Birleşik Krallık merkezli Af Örgütü, İran’daki protestolarda en az 23 çocuğun öldüğünü bildirdi. Raporda, protestoların başladığı 17 Eylül’den 3 Ekim’e kadar hayatını kaybeden toplam erkek, kadın ve çocuk sayısının 144 olduğu ifade edildi.
Örgütün 13 Ekim’de yayımladığı raporda, hayatını kaybedenler arasında 20 erkek ve 3 kız çocuğun olduğu öne sürüldü. Erkek çocukların 11 ila 17 yaşında, iki kız çocuğunsa 16 ve 17 yaşında olduğu ifade edildi. Hayatını kaybeden üçüncü kız çocuğunsa yaşı açıklanmadı.
Raporda, hükümet karşıtı eylemlerde öldürülen çocukların neredeyse yarısının protestoların en kanlı günü olarak kabul edilen 30 Eylül’de yaşamlarını yitirdikleri savunuldu.
Gösterilerde güvenlik güçlerinin müdahalesi nedeniyle ölen çocukların sayısının aslında çok daha fazla olduğu iddia edilirken, incelemelerin sürdüğü belirtildi.
Raporda, protestoların başladığı 17 Eylül’den 3 Ekim’e kadar hayatını kaybeden toplam erkek, kadın ve çocuk sayısının 144 olduğu ifade edildi.
Merkezi Norveç’te yer alan İran İnsan Hakları Grubu, en az 201 kişinin öldüğünü bildirirken, İranlı yetkililer en az 20 güvenlik görevlisinin hayatını kaybettiğini duyurmuştu.
Ülkenin 19 şehrinde devam eden, kadınlar ve öğrencilerin yanı sıra gazeteci ve işçilerin de katıldığı protestolarda ölü ve yaralı sayıları henüz net olarak bilinmiyor.
ABD’nin önde gelen haber kuruluşlarından CNN, Af Örgütü’nün çalışmasında 9 Ekim’de güvenlik güçlerinin müdahalesi sonucu hayatını kaybeden 7 yaşındaki bir çocuğun yer almadığını bildirdi. Çocuğun ölümü, Norveç merkezli Kürt insan hakları örgütü Hengaw tarafından aktarılmıştı.
Mahsa Emini protestoları
22 yaşındaki Mahsa Emini, 13 Eylül’de başkent Tahran’da “ahlak polisi” olarak bilinen İrşad devriyeleri tarafından “başörtüsü kurallarına uymadığı gerekçesiyle” gözaltına alınmıştı. Genç kadın, sorgu sırasında fenalaştıktan sonra hastaneye kaldırılmış, 16 Eylül’de de yaşamını yitirmişti.
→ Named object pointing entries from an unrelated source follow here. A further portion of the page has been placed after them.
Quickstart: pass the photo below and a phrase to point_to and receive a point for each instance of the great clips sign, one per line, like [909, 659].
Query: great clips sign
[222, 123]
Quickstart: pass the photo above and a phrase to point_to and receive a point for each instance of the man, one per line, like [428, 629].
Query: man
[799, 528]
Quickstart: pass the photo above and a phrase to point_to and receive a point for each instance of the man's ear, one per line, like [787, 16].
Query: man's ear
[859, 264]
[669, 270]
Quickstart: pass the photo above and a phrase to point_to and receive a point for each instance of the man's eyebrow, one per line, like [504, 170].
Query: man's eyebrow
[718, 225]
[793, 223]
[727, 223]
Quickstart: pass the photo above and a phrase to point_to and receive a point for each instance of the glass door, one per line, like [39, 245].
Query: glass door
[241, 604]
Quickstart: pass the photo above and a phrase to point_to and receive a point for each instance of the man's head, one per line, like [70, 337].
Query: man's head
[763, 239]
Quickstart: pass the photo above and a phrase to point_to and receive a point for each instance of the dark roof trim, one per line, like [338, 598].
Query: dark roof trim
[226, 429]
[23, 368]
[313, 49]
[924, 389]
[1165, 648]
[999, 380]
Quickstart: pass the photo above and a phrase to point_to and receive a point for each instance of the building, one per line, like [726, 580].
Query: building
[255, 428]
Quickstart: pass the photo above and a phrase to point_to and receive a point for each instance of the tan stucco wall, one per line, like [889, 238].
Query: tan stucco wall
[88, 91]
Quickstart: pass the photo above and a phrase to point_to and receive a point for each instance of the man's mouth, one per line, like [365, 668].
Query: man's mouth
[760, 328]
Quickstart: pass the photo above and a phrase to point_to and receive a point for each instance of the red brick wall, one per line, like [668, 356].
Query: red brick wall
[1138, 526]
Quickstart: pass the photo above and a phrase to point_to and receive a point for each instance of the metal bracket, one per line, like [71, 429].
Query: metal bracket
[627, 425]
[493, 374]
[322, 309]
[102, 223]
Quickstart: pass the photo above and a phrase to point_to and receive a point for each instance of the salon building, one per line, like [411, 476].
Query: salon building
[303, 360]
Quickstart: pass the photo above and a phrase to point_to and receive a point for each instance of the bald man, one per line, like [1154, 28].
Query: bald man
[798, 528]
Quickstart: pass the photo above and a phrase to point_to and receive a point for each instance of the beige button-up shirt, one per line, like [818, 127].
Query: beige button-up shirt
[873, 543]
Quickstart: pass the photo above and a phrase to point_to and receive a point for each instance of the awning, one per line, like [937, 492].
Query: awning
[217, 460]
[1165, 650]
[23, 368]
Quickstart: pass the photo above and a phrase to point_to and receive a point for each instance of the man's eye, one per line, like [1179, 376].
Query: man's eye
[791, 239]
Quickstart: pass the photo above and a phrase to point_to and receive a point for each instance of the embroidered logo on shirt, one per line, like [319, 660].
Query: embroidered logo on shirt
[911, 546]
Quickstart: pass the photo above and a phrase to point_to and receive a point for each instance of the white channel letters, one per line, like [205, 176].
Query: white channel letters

Muhalifler ve hak grupları, Emini’nin polis sorgusunda işkence nedeniyle öldüğünü savunurken, Tahran Polisi kadının sağlık sorunu yaşayıp aniden bilincini kaybettiğini öne sürmüştü.
7 Ekim’de İran Adli Tıp Kurumu’nun yayımladığı rapordaysa Emini’nin ölümünün “darp sonucu değil, beyin hipoksisinin neden olduğu çoklu organ yetmezliğinden kaynaklandığı” iddia edilmişti.
Emini’nin ölümünün ardından devam eden protestolara lise öğrencilerinin katılması da dikkat çekmişti. Birleşik Krallık’ın önde gelen gazetelerinden Guardian, güvenlik güçlerinin plakasız araçlarla okullara giderek öğrencileri gözaltına aldığını öne sürmüştü.